Born in Pennsylvania on the 18th of May 1946, Reginald Martinez Jackson was a right fielder on the baseball pitch. His 21 year-long career in MLB was cherished by the fans and faithful of four different clubs between 1967 and 1987. Mr. October, as he was popularly known, Jackson made his mark on the game with some fine clutch hitting with the Yankees and Oakland A’s. Eleven of his 21 seasons ended with his team making it to the post-season as he was an influential figure in each season.

Jackson’s career total of 563 homers was the sixth highest in baseball history when he retired. His slugging percentage of .490 and his 2597 strikeouts consolidate his place in a league of its own. Jackson remains the only baseball player who scored 100 homers for three different teams, hitting centuries of knocks for the Angels, Yankees and Athletics.

The Making of a Hero

With magnificent athletic ability, Reggie was tipped to make it among the big timers by the time he was just thirteen years old. As the only African American player for his youth team, he experienced racial discrimination for the very first time as his coach refused to allow him to enter the field of play. Jackson was stunned, and as he recalled years later, it was the first time he had ever faced something like that, making him realize that the color of his skin could be an issue.

When his coach finally decided it was time to put him on the field, Reggie’s wanted to prove his worth by pinch hitting a homer during the final game of that particular series.
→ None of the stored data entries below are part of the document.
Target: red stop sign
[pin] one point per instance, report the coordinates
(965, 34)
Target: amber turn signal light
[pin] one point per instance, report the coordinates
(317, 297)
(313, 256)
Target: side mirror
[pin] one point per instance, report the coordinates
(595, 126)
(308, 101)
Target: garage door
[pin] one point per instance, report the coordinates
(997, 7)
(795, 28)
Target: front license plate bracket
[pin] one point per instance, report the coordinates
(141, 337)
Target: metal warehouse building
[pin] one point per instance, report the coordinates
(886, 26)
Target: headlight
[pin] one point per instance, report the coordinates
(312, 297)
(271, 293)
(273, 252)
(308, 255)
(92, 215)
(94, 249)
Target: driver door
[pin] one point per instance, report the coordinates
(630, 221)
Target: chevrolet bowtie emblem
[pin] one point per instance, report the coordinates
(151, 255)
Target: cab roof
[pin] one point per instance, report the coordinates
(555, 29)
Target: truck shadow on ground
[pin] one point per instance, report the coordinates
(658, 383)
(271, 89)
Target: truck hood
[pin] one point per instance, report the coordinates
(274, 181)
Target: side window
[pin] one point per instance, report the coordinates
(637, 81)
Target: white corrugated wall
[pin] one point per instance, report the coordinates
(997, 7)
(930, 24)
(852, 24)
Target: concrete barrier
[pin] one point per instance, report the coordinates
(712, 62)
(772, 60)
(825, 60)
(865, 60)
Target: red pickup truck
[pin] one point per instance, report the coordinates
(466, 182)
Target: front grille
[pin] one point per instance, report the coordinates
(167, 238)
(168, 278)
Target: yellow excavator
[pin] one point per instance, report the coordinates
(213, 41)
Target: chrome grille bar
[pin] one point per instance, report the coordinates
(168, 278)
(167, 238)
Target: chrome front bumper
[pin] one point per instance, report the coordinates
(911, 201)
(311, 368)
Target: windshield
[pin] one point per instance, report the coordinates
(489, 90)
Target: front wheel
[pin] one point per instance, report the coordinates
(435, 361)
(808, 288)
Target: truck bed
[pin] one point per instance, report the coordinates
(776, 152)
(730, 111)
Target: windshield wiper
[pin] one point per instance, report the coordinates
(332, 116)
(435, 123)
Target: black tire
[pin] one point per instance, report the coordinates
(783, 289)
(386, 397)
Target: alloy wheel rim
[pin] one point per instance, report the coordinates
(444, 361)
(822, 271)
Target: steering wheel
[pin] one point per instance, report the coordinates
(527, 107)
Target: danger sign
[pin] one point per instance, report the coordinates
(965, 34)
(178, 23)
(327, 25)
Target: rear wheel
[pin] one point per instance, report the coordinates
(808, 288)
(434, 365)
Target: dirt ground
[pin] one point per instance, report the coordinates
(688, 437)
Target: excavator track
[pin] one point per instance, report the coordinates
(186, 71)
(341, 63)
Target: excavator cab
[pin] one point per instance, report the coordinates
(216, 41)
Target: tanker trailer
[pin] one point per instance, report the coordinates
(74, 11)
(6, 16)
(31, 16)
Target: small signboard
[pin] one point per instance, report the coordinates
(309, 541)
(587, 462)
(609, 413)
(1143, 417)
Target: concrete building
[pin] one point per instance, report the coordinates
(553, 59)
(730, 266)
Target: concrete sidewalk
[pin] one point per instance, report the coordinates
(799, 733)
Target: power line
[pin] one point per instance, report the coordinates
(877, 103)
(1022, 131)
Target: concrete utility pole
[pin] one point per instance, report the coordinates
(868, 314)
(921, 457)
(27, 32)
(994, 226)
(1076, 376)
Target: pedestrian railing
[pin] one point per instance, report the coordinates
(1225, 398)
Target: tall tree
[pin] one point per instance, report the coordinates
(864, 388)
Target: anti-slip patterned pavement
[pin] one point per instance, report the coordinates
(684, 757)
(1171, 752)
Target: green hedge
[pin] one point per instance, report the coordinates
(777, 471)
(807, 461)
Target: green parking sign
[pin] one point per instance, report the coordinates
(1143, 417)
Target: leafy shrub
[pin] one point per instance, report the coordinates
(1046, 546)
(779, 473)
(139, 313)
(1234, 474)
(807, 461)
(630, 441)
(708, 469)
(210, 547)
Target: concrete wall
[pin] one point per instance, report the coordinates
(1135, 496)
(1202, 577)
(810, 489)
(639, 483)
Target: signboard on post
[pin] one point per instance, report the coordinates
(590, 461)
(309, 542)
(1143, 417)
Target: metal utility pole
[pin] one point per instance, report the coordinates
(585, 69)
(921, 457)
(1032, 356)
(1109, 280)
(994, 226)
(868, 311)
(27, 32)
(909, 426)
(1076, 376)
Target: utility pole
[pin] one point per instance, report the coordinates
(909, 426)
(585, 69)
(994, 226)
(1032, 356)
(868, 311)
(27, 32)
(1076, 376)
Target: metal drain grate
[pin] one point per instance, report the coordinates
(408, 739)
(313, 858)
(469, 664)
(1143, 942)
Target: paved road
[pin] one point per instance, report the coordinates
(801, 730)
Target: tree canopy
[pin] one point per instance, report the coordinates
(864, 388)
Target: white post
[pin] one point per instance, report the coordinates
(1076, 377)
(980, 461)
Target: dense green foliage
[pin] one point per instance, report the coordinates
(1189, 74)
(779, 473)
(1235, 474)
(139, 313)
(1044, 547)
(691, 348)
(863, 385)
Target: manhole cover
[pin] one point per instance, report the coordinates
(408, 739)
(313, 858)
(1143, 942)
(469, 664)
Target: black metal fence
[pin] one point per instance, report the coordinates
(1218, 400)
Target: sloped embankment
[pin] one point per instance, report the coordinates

However, his short-lived dream did not materialize and instead, he struck out. His dad was attending the game, so Reggie felt worse about his failure and believed that he had let everyone down, including his father. After the game, his dad offered him a ride home, but young Reggie chose to walk instead, crying along the way. But the story of a true legend was just in the making as with every step he took, he repeatedly mumbled that he would become a major leaguer, and boy did he make it in the big frame!

Highlights of a Stunning Career

In his 21 years as a ballplayer, Jackson represented the All Start Team fourteen times – 1969, 1971 to 1975 and 1977 to 1984. He won five successive divisional pennants in the West League of American baseball. In addition, he also bagged three consecutive pennants winning the American League. He collected four divisional pennants when playing in the East League of American baseball, and three pennants for winning the American League. He also won two divisional pennants in the West League when playing for California Angels. Jackson is a five-time World Series winner (1972 to 1974, 1977, and 1978). He also bagged the Silver Slugger prize on two occasions – 1980 and 1982. 1973 and 1977 will be two of his finest years in the sport as he won the American League MVP as well as the World Series MVP in 73, and claimed the latter award for a second time in 1977 in addition to bagging the Babe Ruth Award during the same year.